Tudo começou no Havaí. O cenário paradisíaco e cheio de turistas abastados se tornou a fórmula perfeita para a crítica social de The White Lotus, então minissérie de Mike White.
O grande sucesso da atração da HBO nos trouxe o inevitável: uma segunda temporada — que por um detalhe técnico, as presenças da favorita dos fãs Tanya McQuoid (Jennifer Coolidge) e do detestável Greg Hunt (Jon Gries), não pode ser taxada como antologia e passou a ser uma série.
Quando desembarcamos na Sicília e seus encantos, o que se sobressaiu foi uma espécie de revanche dos locais contra os forasteiros, com fins felizes para as italianas em cena.
Agora, na terceira temporada, o destino é outro: Tailândia. Diferentemente dos locais europeus, que souberam tirar proveito dos turistas norte-americanos, os asiáticos estão em posições muito mais subalternas e passivas.
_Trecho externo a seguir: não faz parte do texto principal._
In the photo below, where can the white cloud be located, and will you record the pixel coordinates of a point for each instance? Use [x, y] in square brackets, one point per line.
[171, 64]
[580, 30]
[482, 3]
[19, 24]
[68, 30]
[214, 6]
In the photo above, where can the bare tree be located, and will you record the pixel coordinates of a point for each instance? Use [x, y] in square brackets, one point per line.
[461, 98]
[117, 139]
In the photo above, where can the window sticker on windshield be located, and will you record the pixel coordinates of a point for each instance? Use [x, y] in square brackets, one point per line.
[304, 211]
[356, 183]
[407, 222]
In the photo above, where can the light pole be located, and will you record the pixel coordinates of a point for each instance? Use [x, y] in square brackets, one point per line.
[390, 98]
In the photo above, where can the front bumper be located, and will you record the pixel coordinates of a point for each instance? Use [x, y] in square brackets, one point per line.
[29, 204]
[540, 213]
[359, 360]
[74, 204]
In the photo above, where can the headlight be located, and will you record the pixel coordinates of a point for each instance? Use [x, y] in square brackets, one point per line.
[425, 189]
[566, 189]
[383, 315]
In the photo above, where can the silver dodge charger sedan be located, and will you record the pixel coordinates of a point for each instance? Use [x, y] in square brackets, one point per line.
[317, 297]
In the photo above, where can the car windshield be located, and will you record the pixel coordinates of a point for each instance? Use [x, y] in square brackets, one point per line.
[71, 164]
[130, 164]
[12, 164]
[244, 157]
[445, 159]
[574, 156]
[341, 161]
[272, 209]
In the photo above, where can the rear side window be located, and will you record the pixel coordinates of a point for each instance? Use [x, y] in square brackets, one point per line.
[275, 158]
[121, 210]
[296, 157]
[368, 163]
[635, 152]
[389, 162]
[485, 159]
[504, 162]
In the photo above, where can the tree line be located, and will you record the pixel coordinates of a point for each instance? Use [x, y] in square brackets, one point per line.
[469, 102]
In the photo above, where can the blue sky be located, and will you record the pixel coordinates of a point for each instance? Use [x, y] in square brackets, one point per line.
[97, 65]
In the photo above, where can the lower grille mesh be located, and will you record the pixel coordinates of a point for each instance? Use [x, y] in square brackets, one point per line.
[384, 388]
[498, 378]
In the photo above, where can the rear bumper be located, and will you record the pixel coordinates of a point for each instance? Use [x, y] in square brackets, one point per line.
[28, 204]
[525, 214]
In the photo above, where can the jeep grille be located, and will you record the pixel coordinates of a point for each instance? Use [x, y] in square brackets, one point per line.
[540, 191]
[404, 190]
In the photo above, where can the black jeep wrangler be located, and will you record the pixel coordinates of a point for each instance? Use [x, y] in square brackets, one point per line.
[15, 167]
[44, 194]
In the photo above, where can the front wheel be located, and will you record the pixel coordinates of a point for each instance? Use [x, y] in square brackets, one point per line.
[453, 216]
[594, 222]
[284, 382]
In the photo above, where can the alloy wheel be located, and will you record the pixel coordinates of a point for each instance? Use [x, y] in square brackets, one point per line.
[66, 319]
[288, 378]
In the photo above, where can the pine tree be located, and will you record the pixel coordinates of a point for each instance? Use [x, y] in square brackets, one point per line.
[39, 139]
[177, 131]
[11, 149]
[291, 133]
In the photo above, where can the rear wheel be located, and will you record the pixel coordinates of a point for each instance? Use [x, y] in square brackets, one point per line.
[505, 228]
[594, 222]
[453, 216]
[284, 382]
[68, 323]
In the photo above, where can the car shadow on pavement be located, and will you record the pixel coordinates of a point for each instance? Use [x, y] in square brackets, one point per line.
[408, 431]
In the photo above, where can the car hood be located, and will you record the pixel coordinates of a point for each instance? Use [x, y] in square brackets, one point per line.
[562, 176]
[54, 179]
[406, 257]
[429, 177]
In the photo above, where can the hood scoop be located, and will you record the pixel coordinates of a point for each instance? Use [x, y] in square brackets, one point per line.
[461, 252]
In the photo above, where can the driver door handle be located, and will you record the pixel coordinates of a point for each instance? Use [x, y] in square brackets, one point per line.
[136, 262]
Em verdade, este é o maior problema da nova leva de episódios de Mike White: o pouco espaço para os trabalhadores do resort.
Mook (a superstar Lalisa Manobal, também conhecida na música como Lisa) tem um arco tão enfadonho que se resume ao desejo de crescimento profissional do seu interesse amoroso, o Gaitok (Tayme Thapthimthong). Sritala Hollinger (Lek Patravadi) é uma figura mais interessante, mas não chega a ter uma história com grande apelo.
Boa parte do espaço não é preenchido por tailandeses, mas por gente de fora que está ali para trabalhar. É o caso do gerente Fabian (Christian Friedel), que nunca diz a que veio na história, e um grupo de russos ladrões que está ali só para alimentar o ódio do mundo a qualquer pessoa que nasceu na terra de Dostoiévski.
O morador local com arco satisfatório é Pornchai (Dom Hetrakul), que vira par romântico de Belinda (Natasha Rothwell). A personagem, que volta após ter feito muito sucesso na primeira temporada, é a demonstração perfeita do quanto o dinheiro corrompe. Ela faz agora com Pornchai o que outrora Tanya fizera com ela. De certa forma, é um ciclo que se fecha da melhor maneira possível — ainda que a volta de Belinda ou Greg no futuro não seja ruim, a história de ambos ganhou um desfecho ótimo e em total sintonia com a mensagem da série.
De modo geral, os hóspedes cumpriram o seu papel. Todavia, não trouxeram nada de novo. Houve, sim, toda uma comoção fora das telas por causa da cena de incesto — convenhamos, nada de tão ousado assim considerando que o programa é da HBO.
Entre as atuações, a única que se destaca negativamente por ser muito caricata é a de Parker Posey, que vive a matriarca Victoria Ratliff.
Leia a crítica de The White Lotus S2
Para um novo ano e novo destino, espera-se que Mike White sacuda um pouco as estruturas da série. A mágica atual ainda é capaz de produzir seu encanto, mas não sabemos até quando.